The national financial intelligence agency of Australia is set to gain authority to limit or ban crypto ATMs due to upcoming draft legislation from Minister for Cybersecurity and Home Affairs, Tony Burke.
During a speech at the National Press Club on Thursday, Burke stated that the draft legislation would empower the Australian Transaction Reports and Analysis Centre (AUSTRAC) to restrict or prohibit “high-risk products,” including crypto ATMs.
While traditional bank ATMs are also implicated in scams and illegal activities, Burke noted that authorities face challenges in effectively policing and tracking illicit funds related to crypto ATMs, raising concerns about their potential for money laundering.
“I’m not saying for a moment that everyone using a crypto ATM is causing problems, but the scale of the issues is significant in a sector that we find much harder to trace.”
Australia was previously slow to adopt crypto ATMs, but following an influx of private companies, the number surged near the end of 2022, making the country the third-largest global hub for crypto ATMs, boasting 2,008, a rise from just 67 in August 2022.
Crypto ATM provider claims existing regulations
Over half of Australia’s crypto ATMs are managed by three firms: Localcoin with 868 ATMs; Coinflip with 682 ATMs; and Bitcoin Depot with 267.
A spokesperson for Coinflip told Cointelegraph that crypto ATMs already comply with stringent regulations and Know Your Customer protocols, requiring users to present valid government-issued ID before any transaction.
AUSTRAC has previously conducted numerous crackdowns on crypto ATMs and, in June, introduced new operating guidelines and transaction limits.

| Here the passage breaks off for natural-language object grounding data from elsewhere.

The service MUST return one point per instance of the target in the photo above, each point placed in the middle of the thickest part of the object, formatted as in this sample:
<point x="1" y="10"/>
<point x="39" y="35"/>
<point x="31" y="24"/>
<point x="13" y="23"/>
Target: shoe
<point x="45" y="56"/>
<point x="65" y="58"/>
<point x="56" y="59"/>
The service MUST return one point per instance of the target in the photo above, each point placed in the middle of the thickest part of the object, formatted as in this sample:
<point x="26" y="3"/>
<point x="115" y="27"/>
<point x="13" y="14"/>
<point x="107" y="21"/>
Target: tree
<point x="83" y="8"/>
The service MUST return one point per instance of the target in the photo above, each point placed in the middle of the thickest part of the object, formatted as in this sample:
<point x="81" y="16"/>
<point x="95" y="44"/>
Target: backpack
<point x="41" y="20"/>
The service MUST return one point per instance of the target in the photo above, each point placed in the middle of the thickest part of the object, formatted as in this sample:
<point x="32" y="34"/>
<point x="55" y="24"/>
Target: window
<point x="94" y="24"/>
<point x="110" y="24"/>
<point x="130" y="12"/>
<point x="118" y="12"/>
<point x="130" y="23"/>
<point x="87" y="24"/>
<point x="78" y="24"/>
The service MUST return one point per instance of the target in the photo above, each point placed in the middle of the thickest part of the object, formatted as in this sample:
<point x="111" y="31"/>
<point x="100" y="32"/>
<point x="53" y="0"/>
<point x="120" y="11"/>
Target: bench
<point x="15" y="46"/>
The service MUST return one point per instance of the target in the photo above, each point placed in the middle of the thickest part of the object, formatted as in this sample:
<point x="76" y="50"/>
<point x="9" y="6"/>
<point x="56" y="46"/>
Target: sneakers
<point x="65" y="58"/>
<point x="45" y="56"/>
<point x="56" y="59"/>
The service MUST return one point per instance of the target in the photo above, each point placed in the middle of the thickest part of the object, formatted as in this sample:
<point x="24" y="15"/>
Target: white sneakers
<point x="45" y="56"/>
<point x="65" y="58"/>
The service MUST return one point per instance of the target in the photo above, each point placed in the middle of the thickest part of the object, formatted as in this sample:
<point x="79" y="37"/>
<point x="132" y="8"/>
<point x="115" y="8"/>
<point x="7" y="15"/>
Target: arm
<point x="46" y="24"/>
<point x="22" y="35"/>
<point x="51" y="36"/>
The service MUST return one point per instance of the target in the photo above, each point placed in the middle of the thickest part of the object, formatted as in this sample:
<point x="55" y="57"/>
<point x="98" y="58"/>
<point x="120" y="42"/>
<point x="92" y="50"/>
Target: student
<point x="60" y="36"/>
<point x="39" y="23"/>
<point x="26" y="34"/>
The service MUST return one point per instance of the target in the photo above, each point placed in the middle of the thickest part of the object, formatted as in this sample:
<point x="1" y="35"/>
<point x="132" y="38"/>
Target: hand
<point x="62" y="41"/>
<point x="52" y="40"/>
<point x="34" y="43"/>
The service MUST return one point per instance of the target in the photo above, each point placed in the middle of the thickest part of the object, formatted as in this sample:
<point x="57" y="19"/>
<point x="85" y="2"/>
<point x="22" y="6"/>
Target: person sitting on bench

Additional safety measures in place
Coinflip also mentioned that the machines are equipped with cameras, pre-transaction monitoring through blockchain analytics, and real-time scam warnings to deter misconduct.

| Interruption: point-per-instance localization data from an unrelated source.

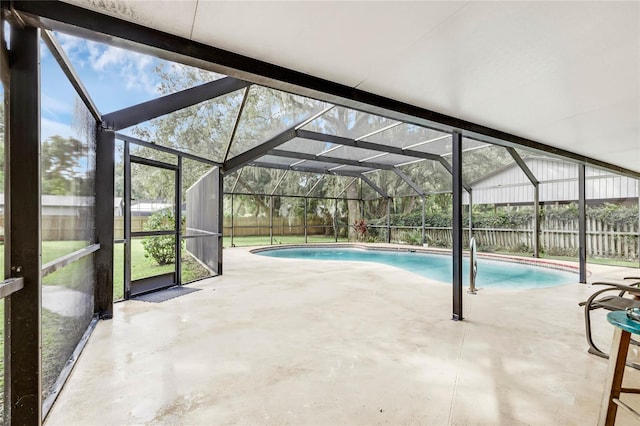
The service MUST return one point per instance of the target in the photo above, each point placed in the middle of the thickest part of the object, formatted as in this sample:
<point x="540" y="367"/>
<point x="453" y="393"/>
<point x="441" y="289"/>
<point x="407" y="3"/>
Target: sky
<point x="115" y="78"/>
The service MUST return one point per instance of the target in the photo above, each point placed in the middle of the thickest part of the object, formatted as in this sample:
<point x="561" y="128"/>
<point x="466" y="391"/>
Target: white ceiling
<point x="566" y="74"/>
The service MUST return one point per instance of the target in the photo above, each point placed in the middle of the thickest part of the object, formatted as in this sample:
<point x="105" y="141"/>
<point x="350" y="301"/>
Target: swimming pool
<point x="491" y="273"/>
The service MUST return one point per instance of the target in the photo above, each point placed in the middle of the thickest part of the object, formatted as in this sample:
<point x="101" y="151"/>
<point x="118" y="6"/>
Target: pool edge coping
<point x="544" y="263"/>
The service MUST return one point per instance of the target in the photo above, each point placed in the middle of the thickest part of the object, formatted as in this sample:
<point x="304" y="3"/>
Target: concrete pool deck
<point x="282" y="341"/>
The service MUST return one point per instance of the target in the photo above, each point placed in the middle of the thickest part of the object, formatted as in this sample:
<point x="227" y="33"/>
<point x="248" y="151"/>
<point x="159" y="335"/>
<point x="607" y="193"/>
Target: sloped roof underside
<point x="561" y="73"/>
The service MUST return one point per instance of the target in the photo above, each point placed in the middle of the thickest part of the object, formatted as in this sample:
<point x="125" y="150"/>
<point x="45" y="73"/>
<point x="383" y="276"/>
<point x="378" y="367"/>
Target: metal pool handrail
<point x="473" y="266"/>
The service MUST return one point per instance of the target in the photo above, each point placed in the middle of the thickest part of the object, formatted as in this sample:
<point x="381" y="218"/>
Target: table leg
<point x="613" y="381"/>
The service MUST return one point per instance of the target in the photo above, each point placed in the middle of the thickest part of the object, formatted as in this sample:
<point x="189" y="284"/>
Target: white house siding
<point x="558" y="183"/>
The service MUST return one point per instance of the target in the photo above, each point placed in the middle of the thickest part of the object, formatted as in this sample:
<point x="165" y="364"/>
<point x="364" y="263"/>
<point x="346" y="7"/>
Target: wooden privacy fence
<point x="259" y="226"/>
<point x="559" y="237"/>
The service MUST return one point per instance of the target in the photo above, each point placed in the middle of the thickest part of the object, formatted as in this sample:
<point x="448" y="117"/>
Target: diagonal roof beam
<point x="92" y="25"/>
<point x="300" y="168"/>
<point x="408" y="180"/>
<point x="155" y="108"/>
<point x="448" y="168"/>
<point x="355" y="178"/>
<point x="315" y="185"/>
<point x="70" y="72"/>
<point x="374" y="186"/>
<point x="325" y="159"/>
<point x="136" y="141"/>
<point x="339" y="140"/>
<point x="523" y="166"/>
<point x="258" y="151"/>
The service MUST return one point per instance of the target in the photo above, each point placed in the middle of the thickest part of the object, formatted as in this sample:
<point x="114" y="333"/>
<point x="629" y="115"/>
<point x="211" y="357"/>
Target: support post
<point x="424" y="217"/>
<point x="232" y="213"/>
<point x="582" y="223"/>
<point x="457" y="225"/>
<point x="305" y="221"/>
<point x="220" y="196"/>
<point x="536" y="221"/>
<point x="104" y="188"/>
<point x="23" y="371"/>
<point x="271" y="219"/>
<point x="178" y="221"/>
<point x="127" y="221"/>
<point x="389" y="200"/>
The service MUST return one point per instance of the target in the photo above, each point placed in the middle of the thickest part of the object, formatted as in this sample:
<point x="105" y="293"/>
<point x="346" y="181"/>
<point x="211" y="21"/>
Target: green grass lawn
<point x="143" y="267"/>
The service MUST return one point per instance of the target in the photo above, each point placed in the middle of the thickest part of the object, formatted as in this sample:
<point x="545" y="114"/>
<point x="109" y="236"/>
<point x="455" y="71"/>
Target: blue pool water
<point x="438" y="267"/>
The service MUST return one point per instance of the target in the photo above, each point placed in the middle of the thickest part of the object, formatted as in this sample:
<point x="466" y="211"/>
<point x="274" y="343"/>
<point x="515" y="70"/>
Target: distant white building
<point x="558" y="183"/>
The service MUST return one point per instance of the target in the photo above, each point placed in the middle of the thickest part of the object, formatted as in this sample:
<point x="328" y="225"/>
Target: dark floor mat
<point x="164" y="295"/>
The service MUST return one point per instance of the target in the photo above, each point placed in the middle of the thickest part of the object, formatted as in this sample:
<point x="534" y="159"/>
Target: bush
<point x="161" y="248"/>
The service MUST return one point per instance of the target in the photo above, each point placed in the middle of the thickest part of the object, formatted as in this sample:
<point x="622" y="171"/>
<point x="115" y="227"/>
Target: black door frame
<point x="157" y="282"/>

Related: New Zealand bans crypto ATMs in crackdown on criminal cash conversions
“Crypto ATMs serve as a crucial link between the physical and digital realms, bringing cryptocurrency out of the digital sphere and facilitating transactions in a familiar manner,” the spokesperson explained.
“As traditional ATMs decline in numbers across Australia while interest in cryptocurrency rises, and banks maintain restrictive stances toward digital assets, the conditions are favorable for crypto ATMs to prosper.”
New powers will be discretionary
Burke noted that the government does not seek to impose an outright ban on the machines or dictate AUSTRAC’s actions, as this could lead to a “legal challenge.”
Nonetheless, he aims to provide “them with the authority to restrict or ban those devices,” equipping the agency with the necessary tools to regulate emerging technologies as deemed fit.
“I’m uncertain what might come next, and there may be instances where AUSTRAC decides on cases that don’t strictly fit that description, but are similar. The agency will need to consider whether to ban or regulate,” said Burke.
“How do they want to approach this? Are there approaches to mitigate the issue? This is why they will have the power regarding high-risk products,” he added.